I recently had my rear wheel re-strung because after a year of hard riding and crossing railroad tracks – the spokes had loosened up to a point where it was hard to keep it trued. When I took my rear wheel to the shop, I swapped the cassette for the original rear wheel that came with the bike so I could continue to ride my race bike. That old wheel is almost 3/4’s of a pound heavier than the new wheel and I guarantee you, I could feel the extra weight with every pedal stroke and every little ascent up a tiny roller.  Just going from 16-1/2 pounds to 17-1/4 changed how my bike felt and handled.  This is the context where the weight of the bike does matter.

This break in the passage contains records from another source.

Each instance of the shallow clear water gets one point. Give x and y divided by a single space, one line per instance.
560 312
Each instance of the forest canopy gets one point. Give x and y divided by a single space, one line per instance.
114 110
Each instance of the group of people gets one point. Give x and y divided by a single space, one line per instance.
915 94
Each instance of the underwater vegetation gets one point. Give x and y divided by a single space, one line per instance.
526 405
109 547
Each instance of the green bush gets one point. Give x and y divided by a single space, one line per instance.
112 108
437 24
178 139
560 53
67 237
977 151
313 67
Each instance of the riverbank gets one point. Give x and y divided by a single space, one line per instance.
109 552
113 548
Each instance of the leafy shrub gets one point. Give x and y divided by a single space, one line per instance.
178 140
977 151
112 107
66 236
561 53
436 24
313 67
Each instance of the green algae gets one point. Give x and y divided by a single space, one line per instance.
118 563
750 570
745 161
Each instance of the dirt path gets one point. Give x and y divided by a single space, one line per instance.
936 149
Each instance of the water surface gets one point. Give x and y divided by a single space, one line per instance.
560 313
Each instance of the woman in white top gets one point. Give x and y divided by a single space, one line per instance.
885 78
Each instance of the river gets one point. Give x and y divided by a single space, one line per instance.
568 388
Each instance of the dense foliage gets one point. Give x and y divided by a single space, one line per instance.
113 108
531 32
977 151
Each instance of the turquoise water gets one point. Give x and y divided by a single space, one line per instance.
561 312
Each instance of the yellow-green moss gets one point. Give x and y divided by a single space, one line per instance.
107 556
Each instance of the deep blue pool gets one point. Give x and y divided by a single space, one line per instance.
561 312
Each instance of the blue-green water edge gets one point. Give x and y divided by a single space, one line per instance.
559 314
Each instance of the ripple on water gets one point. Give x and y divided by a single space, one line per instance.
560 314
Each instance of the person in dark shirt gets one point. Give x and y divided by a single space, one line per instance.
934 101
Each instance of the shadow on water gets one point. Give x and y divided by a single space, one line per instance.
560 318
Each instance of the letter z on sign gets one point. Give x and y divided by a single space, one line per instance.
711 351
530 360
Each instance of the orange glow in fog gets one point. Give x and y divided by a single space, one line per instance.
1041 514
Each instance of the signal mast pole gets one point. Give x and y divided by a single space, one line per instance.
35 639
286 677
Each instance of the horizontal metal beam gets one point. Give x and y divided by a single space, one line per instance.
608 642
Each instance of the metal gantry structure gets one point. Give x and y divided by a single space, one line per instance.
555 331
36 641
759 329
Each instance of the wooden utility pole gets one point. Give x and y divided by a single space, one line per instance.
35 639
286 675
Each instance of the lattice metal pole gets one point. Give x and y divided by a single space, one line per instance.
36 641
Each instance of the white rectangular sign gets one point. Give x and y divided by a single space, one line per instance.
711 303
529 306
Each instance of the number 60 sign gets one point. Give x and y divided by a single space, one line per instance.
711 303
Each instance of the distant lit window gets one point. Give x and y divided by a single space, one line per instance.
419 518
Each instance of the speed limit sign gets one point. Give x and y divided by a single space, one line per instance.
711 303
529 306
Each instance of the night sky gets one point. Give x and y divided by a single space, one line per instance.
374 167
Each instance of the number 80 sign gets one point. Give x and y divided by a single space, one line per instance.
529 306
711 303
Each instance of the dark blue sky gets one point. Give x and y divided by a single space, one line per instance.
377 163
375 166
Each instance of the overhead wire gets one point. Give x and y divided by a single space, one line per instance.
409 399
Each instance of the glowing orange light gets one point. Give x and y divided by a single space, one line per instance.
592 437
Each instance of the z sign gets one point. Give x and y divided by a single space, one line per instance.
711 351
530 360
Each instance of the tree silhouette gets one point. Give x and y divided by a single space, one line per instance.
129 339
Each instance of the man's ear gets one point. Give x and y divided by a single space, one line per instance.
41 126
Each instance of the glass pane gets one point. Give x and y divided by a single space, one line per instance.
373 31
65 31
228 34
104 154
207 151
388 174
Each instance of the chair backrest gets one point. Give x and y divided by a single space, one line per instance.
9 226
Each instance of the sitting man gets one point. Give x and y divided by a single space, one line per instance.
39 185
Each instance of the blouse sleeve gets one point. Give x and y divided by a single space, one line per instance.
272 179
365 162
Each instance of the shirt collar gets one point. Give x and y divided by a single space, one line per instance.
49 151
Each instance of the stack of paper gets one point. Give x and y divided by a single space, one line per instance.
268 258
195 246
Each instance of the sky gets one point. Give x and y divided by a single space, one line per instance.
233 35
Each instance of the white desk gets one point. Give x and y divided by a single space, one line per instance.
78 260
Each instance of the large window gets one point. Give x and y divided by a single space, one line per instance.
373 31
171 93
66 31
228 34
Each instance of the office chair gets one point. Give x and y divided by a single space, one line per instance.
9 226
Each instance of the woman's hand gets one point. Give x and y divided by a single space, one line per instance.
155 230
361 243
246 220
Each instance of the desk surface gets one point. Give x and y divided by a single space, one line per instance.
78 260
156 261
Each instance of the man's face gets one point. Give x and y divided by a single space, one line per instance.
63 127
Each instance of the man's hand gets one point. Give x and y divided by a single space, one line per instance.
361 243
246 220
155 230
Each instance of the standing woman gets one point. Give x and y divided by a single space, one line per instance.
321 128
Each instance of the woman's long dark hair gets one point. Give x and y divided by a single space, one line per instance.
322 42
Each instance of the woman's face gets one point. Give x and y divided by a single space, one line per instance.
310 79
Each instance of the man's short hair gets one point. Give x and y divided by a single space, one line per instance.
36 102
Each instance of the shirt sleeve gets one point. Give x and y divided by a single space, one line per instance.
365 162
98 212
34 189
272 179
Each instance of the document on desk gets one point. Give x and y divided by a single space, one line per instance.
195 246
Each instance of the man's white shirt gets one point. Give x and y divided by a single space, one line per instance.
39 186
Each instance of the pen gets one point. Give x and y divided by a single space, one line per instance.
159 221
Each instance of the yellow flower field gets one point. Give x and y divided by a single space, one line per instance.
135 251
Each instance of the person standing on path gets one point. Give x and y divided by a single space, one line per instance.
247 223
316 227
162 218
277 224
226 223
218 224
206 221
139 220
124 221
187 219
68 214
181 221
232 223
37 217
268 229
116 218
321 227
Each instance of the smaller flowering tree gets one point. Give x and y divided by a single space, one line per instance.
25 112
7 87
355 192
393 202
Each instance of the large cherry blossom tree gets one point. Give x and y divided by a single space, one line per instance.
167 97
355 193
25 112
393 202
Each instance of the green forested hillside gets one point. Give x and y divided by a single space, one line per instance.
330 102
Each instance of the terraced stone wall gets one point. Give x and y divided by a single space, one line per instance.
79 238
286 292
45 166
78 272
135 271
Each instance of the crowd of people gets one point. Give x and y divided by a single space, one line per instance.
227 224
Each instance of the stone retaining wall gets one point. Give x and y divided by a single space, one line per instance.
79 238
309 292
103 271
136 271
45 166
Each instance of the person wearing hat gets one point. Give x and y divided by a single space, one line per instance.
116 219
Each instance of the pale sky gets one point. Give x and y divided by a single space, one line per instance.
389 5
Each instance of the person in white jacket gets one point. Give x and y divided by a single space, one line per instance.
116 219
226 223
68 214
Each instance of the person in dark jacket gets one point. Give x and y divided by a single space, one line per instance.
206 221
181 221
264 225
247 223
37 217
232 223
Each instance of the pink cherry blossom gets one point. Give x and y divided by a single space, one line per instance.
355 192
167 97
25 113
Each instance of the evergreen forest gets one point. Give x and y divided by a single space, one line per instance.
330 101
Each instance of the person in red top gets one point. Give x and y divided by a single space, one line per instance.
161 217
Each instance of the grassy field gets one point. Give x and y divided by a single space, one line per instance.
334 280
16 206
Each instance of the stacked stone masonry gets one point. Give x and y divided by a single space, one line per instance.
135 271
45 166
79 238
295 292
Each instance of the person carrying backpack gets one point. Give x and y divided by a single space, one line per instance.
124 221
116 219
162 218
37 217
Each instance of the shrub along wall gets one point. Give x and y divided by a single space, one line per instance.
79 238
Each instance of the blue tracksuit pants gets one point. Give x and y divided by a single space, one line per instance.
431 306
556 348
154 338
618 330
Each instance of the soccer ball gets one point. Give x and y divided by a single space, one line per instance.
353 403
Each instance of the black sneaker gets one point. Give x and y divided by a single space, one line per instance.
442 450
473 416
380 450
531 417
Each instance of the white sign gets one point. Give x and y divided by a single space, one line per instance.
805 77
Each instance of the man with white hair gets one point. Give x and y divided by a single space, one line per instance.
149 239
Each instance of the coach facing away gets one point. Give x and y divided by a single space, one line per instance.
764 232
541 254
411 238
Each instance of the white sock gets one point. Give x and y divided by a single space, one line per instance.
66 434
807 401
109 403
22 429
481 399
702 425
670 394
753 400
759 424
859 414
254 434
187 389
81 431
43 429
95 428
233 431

Now, would the extra weight have mattered at the club ride on Tuesday night?  Not even a little bit – I’d fare no worse had I not gotten the wheel back before the next ride and given a few weeks, I’d have gotten used to the additional weight, without question.  Where it would have mattered was on my two-day 150 mile rides last weekend.  It would also have made a difference in the mountains… Again, though, given the proper time to acclimatize, I’d have been fine.

The point is, to a large extent, it’s been my experience that the two-pound weight difference between a $1,500 aluminum road bike and a $4,000 composite race bike is negligible unless you’ve put in a lot of miles riding a lighter bike (in other words, going from a light bike to a heavier bike is a bigger deal than going from a heavier bike to a lighter bike) – with one exception:  Climbing.  Climbing a decent hill on a light bike, even a pound lighter than what you’re used to, is a pretty big deal.  So, while the fact does remain that whether you’re riding an entry-level aluminum road bike or a super-steed, you’re willingness to ride fast vastly trumps the super-steed every day of the week and twice on Sunday.  Of course, once you get to that level, you’d better believe a lighter bike is vastly superior to a heavier one.  Get it?

So, to tidy this up with a nice little bow, with added experience comes the ability to “feel” minimal changes in a bike’s setup as well as smaller changes in a bikes weight.  By the time I finally bought my Venge, I could feel the difference between 17-1/2 pounds and 16-1/2 pounds…  After riding that bike for almost a full year now with the same setup, I could feel a huge difference just by adding 3/4’s of a pound simply by switching a rear wheel.  This after not being able to “feel” a two-pound difference in switching from my Cannondale to the 5200 after my first full year of cycling.  In other words, the more time I’ve put in on a bike, the more in-tune I’ve gotten with how bike weight matters.  When you’re only talking about a pound or three, especially when you’re first getting into cycling, the weight of the bike doesn’t matter much at all – your effort does.  If you choose to progress in the sport, especially if you find that climbing is your thing, you’ll be able to feel a pound’s difference.  Two pounds will be a big deal and three pounds less will be huge – assuming, of course, you’ve already achieved your ideal cycling weight.  Taking weight off of you is obviously cheaper and more beneficial than taking it off of the bike.